Sunday, June 2, 2013

It the Hat Fits...

It dawned on me recently that my car is a great tool in my family's life. If cars wore hats, mine would have the standard issue headgear: The Get Kids to School Cap, the Get Me to Work Helmet, the Get Laundry to the Laundromat Do-rag, a Roadtrip! Tam, a DJ Gotta Dance in Our Seats to the Music Beanie...even an Ecosystem for Stale Fries and Metallic Juice Pouches Paper Hat Like Busboys Wore in the Old Days Hat.

But most noticeably of late, my car has been wearing a Lecture Hall Bishop Andrewes Cap (a mortarboard hat, basically)
This is NOT Bishop Andrewes. But it is a cap much like his. I assume.
I may be almost-old, but I don't actually remember back THAT far.
This is Lancelot Andrewes. He was a Bishop.
According to Wikipedia (from which I STOLE this pic! For shame):
"[Bishop Andrewes] has an academic cap named after him, known as the Bishop Andrewes cap, which is like a mortarboard but made of velvet, floppy and has a tump or tuff instead of a tassel. This was in fact the ancient version of the mortarboard before the top square was stiffened and the tump replaced by a tassel and button. This cap is still used by Cambridge DDs and at certain institutions as part of their academic dress.."
Now you know all you need to know about those damned hats. MOVING ON...


I have two school-age daughters. I have them in my car in the mornings and at night after work. It is the one place where, traffic not-withstanding, there are no interruptions or distractions...no homework to finish, no dinner to cook...nothing to do but talk.

Hahahahahaaaa....a captive audience. 

The conversations begin simply enough. I ask how their day was, what was their favorite part. Did anything fun happen? Did they learn something new? Inevitably some comment they make in response sparks some need to impart great truths from my Vault of Experience that resonates with my Mom's Gotta Lecture gland.

It all hit me square between the eyes when Christopher Dorner was the subject of a heated manhunt in Southern California this past February. 

Somehow the subject of his capture (I use the term loosely) had been brought up when they got in the car.

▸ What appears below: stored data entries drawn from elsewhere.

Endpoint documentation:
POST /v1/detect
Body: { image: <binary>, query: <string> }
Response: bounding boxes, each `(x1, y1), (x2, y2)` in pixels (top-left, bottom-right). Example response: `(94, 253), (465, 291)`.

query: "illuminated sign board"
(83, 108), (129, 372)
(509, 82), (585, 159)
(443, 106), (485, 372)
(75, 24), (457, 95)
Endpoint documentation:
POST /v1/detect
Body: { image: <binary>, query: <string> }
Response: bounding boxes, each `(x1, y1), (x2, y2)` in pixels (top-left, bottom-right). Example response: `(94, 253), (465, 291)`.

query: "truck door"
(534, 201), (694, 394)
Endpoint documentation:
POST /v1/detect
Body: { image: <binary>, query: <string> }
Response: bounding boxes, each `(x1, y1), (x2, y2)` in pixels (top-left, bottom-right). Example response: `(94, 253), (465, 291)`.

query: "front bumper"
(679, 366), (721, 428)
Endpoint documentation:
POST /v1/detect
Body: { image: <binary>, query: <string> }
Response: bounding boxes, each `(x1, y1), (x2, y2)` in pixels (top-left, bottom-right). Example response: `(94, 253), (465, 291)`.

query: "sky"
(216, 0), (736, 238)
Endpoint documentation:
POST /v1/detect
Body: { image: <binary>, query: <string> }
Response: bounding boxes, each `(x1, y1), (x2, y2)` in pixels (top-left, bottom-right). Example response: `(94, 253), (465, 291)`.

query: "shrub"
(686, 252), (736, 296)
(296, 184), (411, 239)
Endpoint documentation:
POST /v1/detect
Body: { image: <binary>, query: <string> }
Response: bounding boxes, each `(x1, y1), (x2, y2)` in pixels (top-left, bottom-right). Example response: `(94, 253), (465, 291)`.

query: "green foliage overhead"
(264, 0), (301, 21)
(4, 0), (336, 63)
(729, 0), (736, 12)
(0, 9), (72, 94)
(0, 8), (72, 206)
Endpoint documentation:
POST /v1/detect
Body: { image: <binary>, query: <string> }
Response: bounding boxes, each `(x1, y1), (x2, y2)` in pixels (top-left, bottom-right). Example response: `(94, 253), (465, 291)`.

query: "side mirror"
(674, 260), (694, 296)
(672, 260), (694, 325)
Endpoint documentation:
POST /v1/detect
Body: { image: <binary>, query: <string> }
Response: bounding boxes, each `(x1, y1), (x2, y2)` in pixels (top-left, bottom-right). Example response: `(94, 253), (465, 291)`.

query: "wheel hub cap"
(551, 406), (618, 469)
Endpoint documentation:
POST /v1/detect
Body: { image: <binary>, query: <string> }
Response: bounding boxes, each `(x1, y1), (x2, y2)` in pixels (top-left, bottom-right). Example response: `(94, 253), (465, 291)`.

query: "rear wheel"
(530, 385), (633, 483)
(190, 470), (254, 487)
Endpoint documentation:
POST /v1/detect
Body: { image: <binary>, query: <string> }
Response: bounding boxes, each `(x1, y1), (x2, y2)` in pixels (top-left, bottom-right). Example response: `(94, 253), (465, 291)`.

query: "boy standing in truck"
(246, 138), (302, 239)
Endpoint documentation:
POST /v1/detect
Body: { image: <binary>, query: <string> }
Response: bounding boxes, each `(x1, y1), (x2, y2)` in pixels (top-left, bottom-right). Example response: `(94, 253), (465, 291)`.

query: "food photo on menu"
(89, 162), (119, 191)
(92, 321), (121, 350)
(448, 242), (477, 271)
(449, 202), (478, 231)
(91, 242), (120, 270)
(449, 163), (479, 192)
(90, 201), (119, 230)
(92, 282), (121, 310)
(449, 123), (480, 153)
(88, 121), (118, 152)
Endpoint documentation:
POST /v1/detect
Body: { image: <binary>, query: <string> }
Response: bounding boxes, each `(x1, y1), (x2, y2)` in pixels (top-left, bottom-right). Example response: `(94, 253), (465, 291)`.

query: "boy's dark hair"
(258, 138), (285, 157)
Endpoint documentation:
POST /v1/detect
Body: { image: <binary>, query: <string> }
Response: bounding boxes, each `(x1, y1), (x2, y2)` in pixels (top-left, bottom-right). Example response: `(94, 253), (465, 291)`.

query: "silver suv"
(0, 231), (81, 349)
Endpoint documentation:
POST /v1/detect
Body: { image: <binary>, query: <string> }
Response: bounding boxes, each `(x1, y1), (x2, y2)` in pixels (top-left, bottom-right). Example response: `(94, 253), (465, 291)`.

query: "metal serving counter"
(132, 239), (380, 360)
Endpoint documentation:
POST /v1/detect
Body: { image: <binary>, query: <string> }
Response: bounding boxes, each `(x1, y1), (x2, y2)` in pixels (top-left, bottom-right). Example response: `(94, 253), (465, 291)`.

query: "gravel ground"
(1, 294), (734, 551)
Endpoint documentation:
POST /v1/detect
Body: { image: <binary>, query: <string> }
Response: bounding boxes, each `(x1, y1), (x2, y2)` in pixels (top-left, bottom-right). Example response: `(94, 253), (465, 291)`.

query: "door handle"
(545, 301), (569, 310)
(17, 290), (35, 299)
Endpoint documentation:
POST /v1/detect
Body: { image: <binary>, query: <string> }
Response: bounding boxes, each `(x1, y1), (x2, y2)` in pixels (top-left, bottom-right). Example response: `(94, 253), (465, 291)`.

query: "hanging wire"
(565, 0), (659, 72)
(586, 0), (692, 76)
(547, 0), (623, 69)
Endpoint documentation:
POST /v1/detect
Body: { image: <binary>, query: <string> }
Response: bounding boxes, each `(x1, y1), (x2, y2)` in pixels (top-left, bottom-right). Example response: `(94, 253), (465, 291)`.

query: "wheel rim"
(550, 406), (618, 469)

The kids faced me at the height of my passion about the news of Dorner being cornered in the local mountains. Earlier in the day I had fully supported shooting that bastard on sight, then immediately recanted my angry outburst. Later in my car, I reiterated my opinion (sans shooting the bastard bit) including a rant that every citizen has a right to trial, and even though there might be irrefutable evidence that someone IS guilty—even by their own speech or writing—until a jury of peers finds through evidence that a person is guilty, they are to be presumed innocent. I even cited the Skokie vs. Neo Nazis in the 70s (at the moment I cannot for the life of me recall how I managed to unfurl THAT bit of high-school history into the subject of apprehending a cop-killer). On and on I went, making sure my kids understood that as Americans they have inalienable rights set up by our Constitution. That even though our system seems to totally suck at this time and corruption and greed is everywhere, I still believe in our Constitutional Rights! Even getting to my parent's house 20 minutes later wasn't going to stop me (much as it has not stopped me here). I simply entered their home and recapitulated my viewpoint including spit, arm/hand gestures, and vigorous head nodding and/or shaking. I stood up and sat down alternately, depending on how loud my current point was getting.

Just kidding. I don't remember spitting. And, truth be told, that was a REALLY extreme example. Um...moving on...

And so it is that in my car, on the way to or from home (or other destinations), we have discussed bullies at school, seeing past people's appearances and (sometimes odd) behaviors, spirituality, God, prayer, the value of good education, history, government, sex, drug and alcohol use and abuse, the power of making good choices, the despair of making bad choices, how NOT to behave in lines at grocery stores (ugh...it was my own bad behavior I used as an example), oh it goes on and on. Except for Math. Math scares me almost as much as politicians.

Although I can almost feel my kid's eyes roll in their heads, they actually do listen. I get them to chime in, when  I remember children most engage in what their parents are saying when they are actually involved in what is being said. Sometimes I forget. Sometimes my passion takes over. Because I was teased in school...I was the weird one. I made bad choices growing up. And I found serenity and comfort in prayer and God...

And so, with my little imported, four-door podium on wheels I have found a place where I can take a few moments to have conversations about subjects I have had much experience with, some I simply have opinion about, but all are discussed with hope that my children won't make my mistakes. I can lecture, I can prepare them (and myself), and I can act in ways that back my talk (actions are ultimately louder than words, right?) BUT I also have to realize that they will grow up making their own mistakes AND good choices and someday they will have their own cars in which they will find freedom and a LOT of time to think from Point A to Point B. 

I hope sometimes—occasionally—when they are alone and thinking through a problem, maybe in their car they will remember a passionate oration (or even a simple word) that will help give them clarity. Maybe they will carry on the tradition of Car Lecturing. And hopefully laugh a little when they realize, "Holy shnikeys, I'm just like my mother!!!"

Awwww....passing the Mommy Car Hat on....it's going to be wonderful.